Política do fraque
Poucos serão os que já não tenham ouvido falar, ou por maior infelicidade, tropeçado com o que se designa por «homem do fraque». Personagem sobejamente conhecida, de há muito, por se dedicar mais ou menos coercivamente à cobrança de dívidas. O tema, a figura e a actividade ganharam agora maior actualidade com o despertar mediático que o anúncio do contrato da empresa de gestão dos bairros sociais da cidade de Lisboa estabeleceu com a sociedade de advogados de Aguiar Branco para a cobrança coerciva de rendas.
Não releva nem se questiona a dimensão procedimental associada, a natureza do contrato e dos poderes de quem o subscreve, a licitude da sua tramitação, as condições financeiras apresentadas como as mais vantajosas para o adjudicatário, os formalismos associados à relação de Aguiar Branco com o escritório de advogados adjudicante e a sua desvinculação prévia com esta entidade.
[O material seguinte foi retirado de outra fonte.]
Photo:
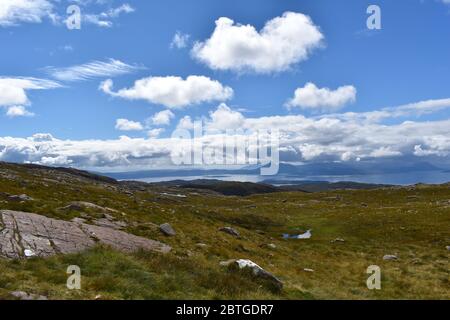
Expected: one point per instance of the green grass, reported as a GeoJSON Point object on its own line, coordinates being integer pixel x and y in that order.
{"type": "Point", "coordinates": [412, 223]}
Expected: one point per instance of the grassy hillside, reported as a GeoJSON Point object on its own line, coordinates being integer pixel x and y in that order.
{"type": "Point", "coordinates": [411, 223]}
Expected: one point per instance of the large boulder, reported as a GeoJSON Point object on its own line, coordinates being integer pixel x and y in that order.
{"type": "Point", "coordinates": [257, 271]}
{"type": "Point", "coordinates": [24, 235]}
{"type": "Point", "coordinates": [230, 231]}
{"type": "Point", "coordinates": [167, 230]}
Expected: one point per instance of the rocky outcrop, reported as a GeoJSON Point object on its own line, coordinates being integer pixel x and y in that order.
{"type": "Point", "coordinates": [167, 230]}
{"type": "Point", "coordinates": [25, 235]}
{"type": "Point", "coordinates": [256, 270]}
{"type": "Point", "coordinates": [230, 231]}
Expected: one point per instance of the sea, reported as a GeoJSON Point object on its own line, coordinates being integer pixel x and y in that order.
{"type": "Point", "coordinates": [409, 178]}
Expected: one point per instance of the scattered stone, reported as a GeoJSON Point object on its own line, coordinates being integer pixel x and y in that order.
{"type": "Point", "coordinates": [306, 235]}
{"type": "Point", "coordinates": [167, 230]}
{"type": "Point", "coordinates": [22, 295]}
{"type": "Point", "coordinates": [27, 234]}
{"type": "Point", "coordinates": [256, 270]}
{"type": "Point", "coordinates": [173, 195]}
{"type": "Point", "coordinates": [22, 197]}
{"type": "Point", "coordinates": [109, 221]}
{"type": "Point", "coordinates": [78, 220]}
{"type": "Point", "coordinates": [28, 253]}
{"type": "Point", "coordinates": [227, 263]}
{"type": "Point", "coordinates": [230, 231]}
{"type": "Point", "coordinates": [83, 205]}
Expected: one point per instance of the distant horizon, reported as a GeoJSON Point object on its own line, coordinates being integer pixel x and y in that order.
{"type": "Point", "coordinates": [133, 85]}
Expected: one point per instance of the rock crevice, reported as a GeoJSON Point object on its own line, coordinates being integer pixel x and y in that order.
{"type": "Point", "coordinates": [25, 234]}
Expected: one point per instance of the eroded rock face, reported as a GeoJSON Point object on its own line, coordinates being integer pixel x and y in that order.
{"type": "Point", "coordinates": [27, 234]}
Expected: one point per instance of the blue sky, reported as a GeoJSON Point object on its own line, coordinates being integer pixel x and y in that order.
{"type": "Point", "coordinates": [350, 69]}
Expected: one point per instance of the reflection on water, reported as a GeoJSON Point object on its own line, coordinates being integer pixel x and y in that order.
{"type": "Point", "coordinates": [430, 177]}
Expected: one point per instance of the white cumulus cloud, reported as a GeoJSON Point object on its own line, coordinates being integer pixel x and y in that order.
{"type": "Point", "coordinates": [162, 118]}
{"type": "Point", "coordinates": [283, 42]}
{"type": "Point", "coordinates": [171, 91]}
{"type": "Point", "coordinates": [180, 40]}
{"type": "Point", "coordinates": [324, 99]}
{"type": "Point", "coordinates": [128, 125]}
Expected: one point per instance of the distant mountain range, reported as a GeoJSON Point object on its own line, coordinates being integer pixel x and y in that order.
{"type": "Point", "coordinates": [289, 170]}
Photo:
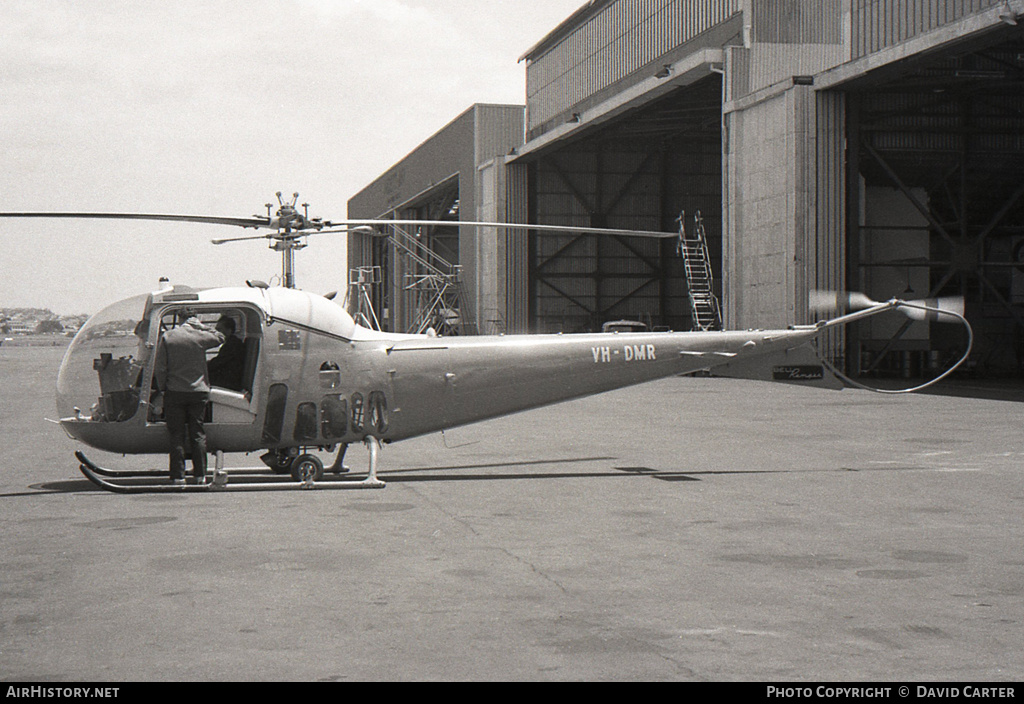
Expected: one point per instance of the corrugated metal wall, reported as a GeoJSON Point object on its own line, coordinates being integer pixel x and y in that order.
{"type": "Point", "coordinates": [877, 25]}
{"type": "Point", "coordinates": [617, 41]}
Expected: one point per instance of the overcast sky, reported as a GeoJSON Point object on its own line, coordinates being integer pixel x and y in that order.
{"type": "Point", "coordinates": [210, 107]}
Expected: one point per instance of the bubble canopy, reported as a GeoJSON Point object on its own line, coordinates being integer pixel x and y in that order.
{"type": "Point", "coordinates": [99, 375]}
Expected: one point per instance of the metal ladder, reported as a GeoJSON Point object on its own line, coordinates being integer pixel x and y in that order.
{"type": "Point", "coordinates": [693, 249]}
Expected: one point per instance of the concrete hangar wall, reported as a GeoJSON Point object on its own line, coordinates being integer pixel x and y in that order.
{"type": "Point", "coordinates": [864, 144]}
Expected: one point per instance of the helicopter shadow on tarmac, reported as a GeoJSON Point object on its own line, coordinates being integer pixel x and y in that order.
{"type": "Point", "coordinates": [451, 474]}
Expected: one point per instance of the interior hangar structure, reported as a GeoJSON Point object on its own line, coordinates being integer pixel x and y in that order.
{"type": "Point", "coordinates": [872, 145]}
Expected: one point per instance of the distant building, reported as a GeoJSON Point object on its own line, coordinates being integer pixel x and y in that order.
{"type": "Point", "coordinates": [856, 144]}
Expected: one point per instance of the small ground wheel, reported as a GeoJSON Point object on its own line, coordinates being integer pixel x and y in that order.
{"type": "Point", "coordinates": [307, 468]}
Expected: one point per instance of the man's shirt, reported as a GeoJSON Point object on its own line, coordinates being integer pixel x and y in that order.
{"type": "Point", "coordinates": [181, 357]}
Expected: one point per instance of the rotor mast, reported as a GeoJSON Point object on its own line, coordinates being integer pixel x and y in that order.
{"type": "Point", "coordinates": [288, 240]}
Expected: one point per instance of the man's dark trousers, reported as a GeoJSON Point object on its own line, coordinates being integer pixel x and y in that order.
{"type": "Point", "coordinates": [183, 411]}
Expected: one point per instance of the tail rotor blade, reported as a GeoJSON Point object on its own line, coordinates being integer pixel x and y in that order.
{"type": "Point", "coordinates": [835, 301]}
{"type": "Point", "coordinates": [946, 309]}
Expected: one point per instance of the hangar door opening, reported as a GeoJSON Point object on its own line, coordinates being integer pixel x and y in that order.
{"type": "Point", "coordinates": [939, 178]}
{"type": "Point", "coordinates": [639, 172]}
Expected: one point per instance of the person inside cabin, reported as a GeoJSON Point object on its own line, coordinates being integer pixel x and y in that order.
{"type": "Point", "coordinates": [181, 378]}
{"type": "Point", "coordinates": [225, 368]}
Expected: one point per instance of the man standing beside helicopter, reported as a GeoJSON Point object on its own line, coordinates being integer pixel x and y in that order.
{"type": "Point", "coordinates": [181, 377]}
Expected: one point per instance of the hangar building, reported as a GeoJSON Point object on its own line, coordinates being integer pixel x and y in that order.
{"type": "Point", "coordinates": [872, 145]}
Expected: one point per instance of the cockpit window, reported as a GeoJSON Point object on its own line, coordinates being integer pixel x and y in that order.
{"type": "Point", "coordinates": [101, 372]}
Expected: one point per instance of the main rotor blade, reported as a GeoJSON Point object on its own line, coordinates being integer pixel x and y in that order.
{"type": "Point", "coordinates": [514, 225]}
{"type": "Point", "coordinates": [206, 219]}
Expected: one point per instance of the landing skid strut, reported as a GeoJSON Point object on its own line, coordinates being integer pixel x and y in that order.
{"type": "Point", "coordinates": [95, 474]}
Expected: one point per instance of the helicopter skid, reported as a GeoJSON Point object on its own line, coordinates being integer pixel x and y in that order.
{"type": "Point", "coordinates": [96, 474]}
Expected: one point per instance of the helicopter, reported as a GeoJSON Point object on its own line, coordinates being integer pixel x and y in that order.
{"type": "Point", "coordinates": [312, 379]}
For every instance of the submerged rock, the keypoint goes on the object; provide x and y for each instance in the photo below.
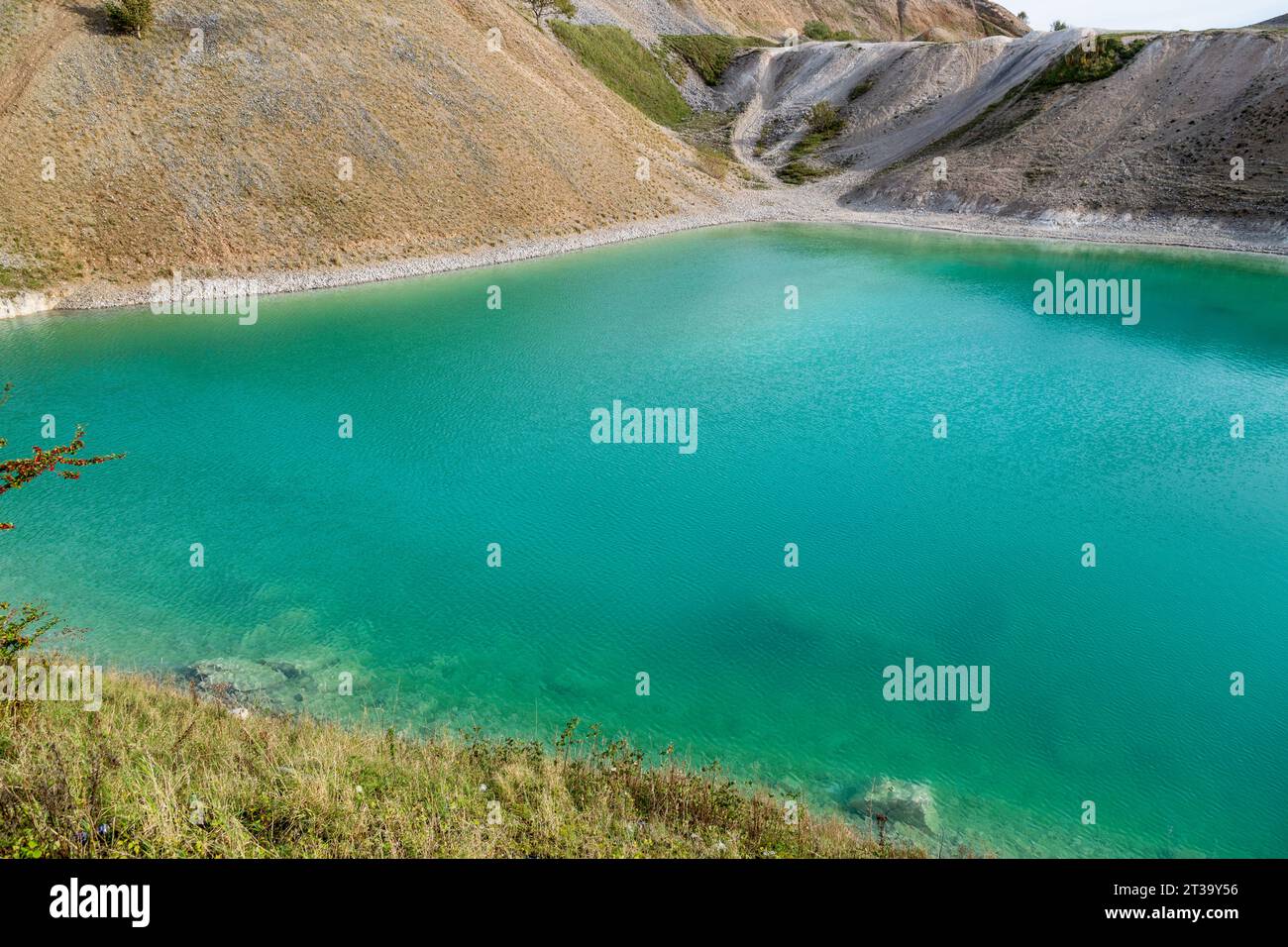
(245, 682)
(910, 802)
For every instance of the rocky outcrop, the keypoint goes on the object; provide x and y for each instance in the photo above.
(1194, 127)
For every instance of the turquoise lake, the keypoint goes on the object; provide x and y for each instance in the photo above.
(472, 427)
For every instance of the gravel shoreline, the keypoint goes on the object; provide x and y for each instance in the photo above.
(815, 204)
Tudo pormenores quando olhada a questão pela sua dimensão política. É essa que releva e diz quase tudo sobre a natureza das opções de PSD no município e no governo em matéria de habitação. Sem surpresa, diga-se.
Quem erigiu a lei dos despejos a pedra basilar de política habitacional, terá na sanha persecutória a inquilinos decorrência lógica e natural, optará por precipitar despejos em vez de examinar e atender às condições sociais que podem estar na base de incumprimentos, substituirá uma mais exigente intervenção do plano da política social por um mais prático e rápido modo de atirar para a rua famílias incumpridoras. É o regresso dos homens do fraque agora mais bondosamente envelopados, legitimados pela regulação da actividade, amenizados nos seus fins pela licitude procedimental.
Sem os riscos de se repetirem situações que levaram em 2008 a um caso de ameaça e perseguição por um «homem do fraque» sobre alguém que se provou em tribunal nem sequer ter dívida alguma. Mas com uma outra expressão e significado, politicamente mais relevante sobre o que confirma de uma política de habitação determinada pelos interesses do imobiliário e pela secundarização do direito à habitação e das condições para a garantir.